In the middle of the book I found the story of an ancient hermit of the forest, and he too is reading by candlelight in the evening, and in the book he is reading there is described a still pool of water in the midst of aromatic night blossoms, where he imagines himself sitting at twilight, bending to cup his hands and drink, and when he looks at his reflection he sees staring back at him a youth of great beauty.

As I read, each page slowly turns yellow and sere and falls softly from the book to the tiled lawn. I hurriedly gather these fallen leaves and bury them secretly in the place where I first saw the book. I have been reading all through the summer, and now approaches the time of year when not even imperial decree may halt the inevitable. This is the season when the mandarin takes flight to his summer house far to the south, to escape the sight of grey skies and trees, even artificial trees, laden with snow. This is the season when we
gardeners must battle vigilantly against ice and sleet, against rust and rot.

I have no doubt that in the spring the book will be the first sign of green to emerge from winter’s white sleep, the pale, dog-eared corners of its pages shivering in the cool wind. During the rains I will come out with my umbrella to inspect the tender shoots, watch the snails crawl across their delicately veined surfaces, knowing that soon I will be reading it again, a book both familiar and entirely new.

I used to wonder how this book reached me and who authored it, but I soon grew weary of pondering these unimportant matters. I know only that the book’s leaves have come from another garden, a far-off, legendary garden as thin as paper, a garden weaving across thousands of miles like a serpentine wall that keeps no one out and nothing in. A garden I dream of every night in my narrow cell, and which I know to be real, if unapproachable. It is not inscribed on any chart, you cannot see it, but when you pass unsuspecting through its shimmering verdant curtain you will know, and remember. There will be an instant, the most fleeting of moments, when all your senses will tremble with infinite delight.

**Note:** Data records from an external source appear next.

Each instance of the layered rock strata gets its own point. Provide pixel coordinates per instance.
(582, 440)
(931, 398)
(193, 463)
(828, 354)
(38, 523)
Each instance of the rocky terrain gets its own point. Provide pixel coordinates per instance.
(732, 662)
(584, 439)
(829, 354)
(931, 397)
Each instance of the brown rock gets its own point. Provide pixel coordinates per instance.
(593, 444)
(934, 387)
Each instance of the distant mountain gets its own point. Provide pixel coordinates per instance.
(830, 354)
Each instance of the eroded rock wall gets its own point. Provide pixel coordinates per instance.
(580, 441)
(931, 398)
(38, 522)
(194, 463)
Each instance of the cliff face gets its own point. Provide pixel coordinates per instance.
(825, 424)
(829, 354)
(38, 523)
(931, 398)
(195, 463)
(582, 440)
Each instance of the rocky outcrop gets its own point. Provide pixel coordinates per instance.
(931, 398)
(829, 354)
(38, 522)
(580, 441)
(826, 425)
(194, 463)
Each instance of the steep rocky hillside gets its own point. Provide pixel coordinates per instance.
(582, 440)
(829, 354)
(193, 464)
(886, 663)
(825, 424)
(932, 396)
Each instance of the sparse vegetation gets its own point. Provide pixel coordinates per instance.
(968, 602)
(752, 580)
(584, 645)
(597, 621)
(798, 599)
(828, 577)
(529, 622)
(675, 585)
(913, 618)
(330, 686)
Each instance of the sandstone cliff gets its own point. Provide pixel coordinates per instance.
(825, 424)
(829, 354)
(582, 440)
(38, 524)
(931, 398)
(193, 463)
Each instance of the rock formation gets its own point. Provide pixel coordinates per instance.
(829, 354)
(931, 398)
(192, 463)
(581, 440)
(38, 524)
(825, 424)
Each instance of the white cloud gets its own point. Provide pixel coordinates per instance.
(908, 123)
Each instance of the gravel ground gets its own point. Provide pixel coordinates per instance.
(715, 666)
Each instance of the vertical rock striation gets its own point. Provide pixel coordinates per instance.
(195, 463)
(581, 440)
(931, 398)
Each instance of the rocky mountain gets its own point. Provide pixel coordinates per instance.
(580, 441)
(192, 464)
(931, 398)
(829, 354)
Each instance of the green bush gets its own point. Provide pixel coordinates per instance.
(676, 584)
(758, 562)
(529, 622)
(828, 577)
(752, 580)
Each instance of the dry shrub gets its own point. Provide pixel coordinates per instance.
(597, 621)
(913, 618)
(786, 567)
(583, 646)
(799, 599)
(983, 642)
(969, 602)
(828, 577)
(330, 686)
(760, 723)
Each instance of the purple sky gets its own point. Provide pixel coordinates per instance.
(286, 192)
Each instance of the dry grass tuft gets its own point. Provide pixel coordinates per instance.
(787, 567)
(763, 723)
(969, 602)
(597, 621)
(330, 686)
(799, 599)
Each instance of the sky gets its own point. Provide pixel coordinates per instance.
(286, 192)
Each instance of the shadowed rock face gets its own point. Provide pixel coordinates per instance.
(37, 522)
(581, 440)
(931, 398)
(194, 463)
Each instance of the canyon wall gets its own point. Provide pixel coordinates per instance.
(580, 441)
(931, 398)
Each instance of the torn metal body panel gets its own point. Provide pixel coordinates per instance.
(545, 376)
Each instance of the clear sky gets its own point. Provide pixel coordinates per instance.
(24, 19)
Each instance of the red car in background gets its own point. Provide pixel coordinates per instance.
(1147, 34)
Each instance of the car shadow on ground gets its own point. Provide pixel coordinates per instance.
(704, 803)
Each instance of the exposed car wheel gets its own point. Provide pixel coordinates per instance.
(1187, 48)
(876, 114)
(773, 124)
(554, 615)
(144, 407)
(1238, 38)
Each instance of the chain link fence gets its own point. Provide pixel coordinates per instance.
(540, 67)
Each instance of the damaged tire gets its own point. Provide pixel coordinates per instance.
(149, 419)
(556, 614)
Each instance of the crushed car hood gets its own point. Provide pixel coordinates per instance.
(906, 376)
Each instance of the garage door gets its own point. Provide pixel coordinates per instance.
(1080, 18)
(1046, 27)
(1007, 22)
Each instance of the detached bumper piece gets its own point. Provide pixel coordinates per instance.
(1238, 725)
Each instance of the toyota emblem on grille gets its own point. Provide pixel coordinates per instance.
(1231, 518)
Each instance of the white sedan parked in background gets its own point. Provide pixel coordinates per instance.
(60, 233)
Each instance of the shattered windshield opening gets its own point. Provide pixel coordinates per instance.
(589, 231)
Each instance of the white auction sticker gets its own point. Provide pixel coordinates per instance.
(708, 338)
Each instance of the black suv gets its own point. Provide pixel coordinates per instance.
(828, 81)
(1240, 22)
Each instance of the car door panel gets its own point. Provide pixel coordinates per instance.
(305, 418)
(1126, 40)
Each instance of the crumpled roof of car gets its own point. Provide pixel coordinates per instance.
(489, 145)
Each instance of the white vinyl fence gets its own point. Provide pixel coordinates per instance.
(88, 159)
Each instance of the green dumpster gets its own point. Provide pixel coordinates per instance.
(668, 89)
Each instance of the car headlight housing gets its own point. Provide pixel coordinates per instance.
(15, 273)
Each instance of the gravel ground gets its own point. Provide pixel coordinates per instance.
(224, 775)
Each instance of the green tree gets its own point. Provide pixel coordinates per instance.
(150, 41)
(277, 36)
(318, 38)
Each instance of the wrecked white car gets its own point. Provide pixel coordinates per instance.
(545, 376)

In the evenings, when I tuck the book away under my straw mattress and blow out the candle, I can see, through my cell window, the tiled roof of the mandarin’s palace above the artificial forest. And on certain wet and gusty nights I see a light appear in a high window, a light that burns until morning. And then I know that in his great canopied bed, under sheets of
the purest peach-blossom silk, the mandarin too has dreamt of this garden, and has woken in terror.

Having come to the end of his confession, the gardener rose from the bench and gently wound the key of the automaton. Djinn made a feint of shuddering to life. The gardener smiled wistfully and stepped up close to his earpiece.

– Take my secret with you, foreigner.

One evening on his return journey Djinn was climbing a steep, rocky path along the edge of a pine forest. Two men carrying heavy sacks appeared over the brow of the hill, headed in the opposite direction. As they passed him one of them reached out, halted him, and spoke in a furtive growl.

– Hey, you ridiculous smiling teapot, how long ago did you leave the last traveller’s rest house?

– Should we take him with us? the other man asked. He could carry these blasted sacks.

– Probably not a wise idea. If we were caught interfering with an imperial messenger we’d be in worse trouble than we would be for having stolen all this stuff.

– Well, he’s lucky, the first man said. A machine doesn’t have to worry about the terror that stalks this forest.

Djinn carried on with great trepidation. Night fell, the moon climbed into a clear, starry sky, and the wind rose. The tops of the pine trees along the path tossed and scraped against one another. The cold fogged the lenses of his eyeholes so that he could barely see the path in front of him. Suddenly a silvery black shadow slipped across the narrow frame of his vision.